After Securing Special Backroom Deal, Scott Brown Indicates He’ll Still Vote Against Financial Reform http://thinkprogress.org/2010/06/28/brown-special-deal/As the conference committee reconciling the House and Senate versions of financial regulatory reform went through its marathon 20 hour negotiating session on Thursday night, an exception to the Volcker rule — which prevents banks from trading for their own benefit with federally insured dollars — was added at the behest of Sen. Scott Brown (R-MA). The exception, which was pushed by large Massachusetts-based financial firms State Street Corp. and Mass Mutual, allows banks to invest up to three percent of their capital in risky hedge funds and private equity firms and to continue managing those funds.
Of course, when he was first elected, Brown said that there would be “no more closed-door meetings or back-room deals by an out-of-touch party leadership.” And despite receiving a special deal, Brown said he might oppose the reform bill because of a tiny bank tax levied to cover the cost of the law’s implementation:
On Friday, Brown questioned a provision added to the bill late in negotiations that would charge large banks and hedge funds a fee to generate as much as $19 billion to help cover the cost of the bill. “My fear is that these costs would be passed onto consumers in the form of higher bank, ATM and credit card fees and put a strain on lending at the worst possible time for our economy,” he said in a press release. “I’ve said repeatedly that I cannot support any bill that raises taxes.”

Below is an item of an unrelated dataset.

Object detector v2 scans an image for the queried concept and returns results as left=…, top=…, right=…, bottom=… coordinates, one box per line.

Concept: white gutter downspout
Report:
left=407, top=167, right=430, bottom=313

“Scott Brown has never voted for a tax increase, and this certainly is one, to the tune of $19 billion,” said one of his aides. But as Dean Baker, co-director of the Center for Economic and Policy Research, pointed out, “the fee is approximately equal to 0.01 percent of projected GDP over the next decade. If it is fully passed on by financial institutions to customers will cost people an average of $6 a year.”